Warum ausgerechnet heute? Warum heute, wo ich mich bei jedem Bissen wieder völlig frustriert fühlte, weil ich glaubte, eine Tonne zu wiegen? Albert hatte sich so eine Mühe gemacht, und ich wusste genau, ich konnte ihm einfach nicht sagen, dass ich heute nicht konnte Ali beobachtete mich. Am liebsten hätte ich geweint, aus purem Selbstmitleid. Mein Freund nahm mich bei der Hand. Blöder Tag gewesen? Blöder Tag gewesen! antwortete ich leise. Dann schütte ich mein Herz aus. Ali hörte zu, ohne ein Wort, nur ab und an schmunzelte er. Meine Hand hielt er noch immer.
Wie kommst du eigentlich auf den Gedanken, ich könnte dich verlassen? So wie dieser Richard? Was denkst du überhaupt noch an den Kerl? Er streichelte meine Wange und küsste mich. Du hast die wunderschönsten Augen, die ich je gesehen habe, und deine Lippen sind erotischer als bei jeder anderen Frau, die ich kenne! Das sind Worte die eine Frau braucht, speziell in solchen Krisen. Wir kochten also zusammen, wir schlemmten zusammen und wir schliefen gemeinsam auf der Couch bei irgendeinem uninteressanten Film ein, Arm in Arm.

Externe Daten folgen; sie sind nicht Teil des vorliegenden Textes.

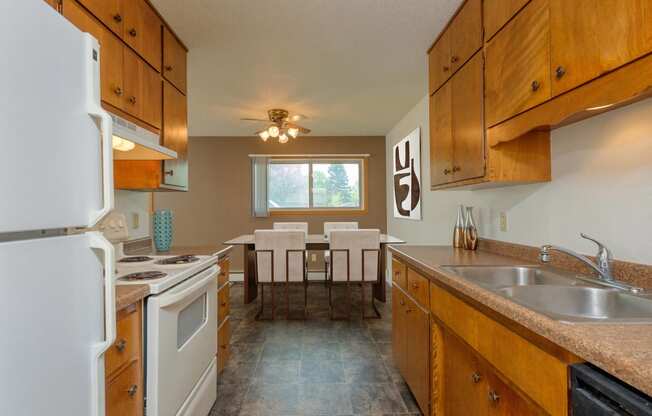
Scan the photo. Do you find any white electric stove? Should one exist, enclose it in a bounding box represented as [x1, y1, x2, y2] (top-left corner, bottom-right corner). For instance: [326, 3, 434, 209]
[116, 255, 219, 416]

Beim Frühstück am nächsten Tag, brachte Ali das Gespräch noch einmal auf meine Komplexe. Weißt du, Vivi, für mich musst du es ja nicht tun, das weißt du, aber wenn du selber so drunter leidest . Warum gehst du nicht zwei-, drei Mal die Woche in ein Fitnesscenter? Na? Ich sah Ali sprachlos an. Dann legte ich das Semmerl hin und holte tief Luft. Ali, ich hasse Fitnesscenter, jeder Narr läuft heutzutage in Fitnesscenter um sich einem Jugendwahn zu unterwerfen Ali unterbrach mich. Es geht nicht um den Jugendwahn, es geht um dich. Glaubst du, ich merke nicht, wie unglücklich du wegen deiner Figur bist? Sieh es bitte nicht als Mittel zum Jugendwahn, sieh es einfach als Kur, als Medizin. Und ich weiß, dass es dir schon gut tut, wenn du Sachen kaufst, die ein paar Nummern kleiner sind. Tu dir einfach was Gutes!

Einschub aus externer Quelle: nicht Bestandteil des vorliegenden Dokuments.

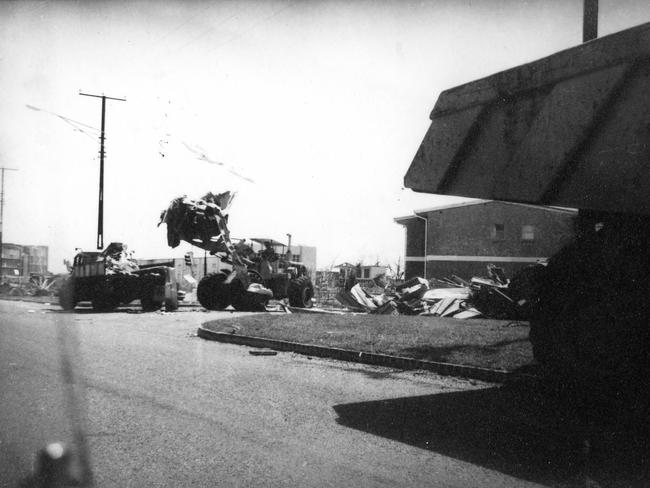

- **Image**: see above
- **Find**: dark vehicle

Alis liebevolle Worte brachen meinen Widerstand, meine ganzen Vorbehalte. Gut ich überleg mirs! Wahrscheinlich sogar hast du Recht. Weißt, was ich mich frage Ich sah Ali mit einem warmen Lächeln an. womit hab ich dich überhaupt verdient? Mein Freund lachte laut auf und grinste schelmisch zurück. Ich brauche dich einfach , das ist der Grund, aber wenn du mich das noch mal fragst, überleg ich es mir vielleicht doch noch! Ich zeigte Ali die Zunge, und warf das Kissen nach ihm – er hatte schon ein Talent eine romantische Situation völlig zu veralbern!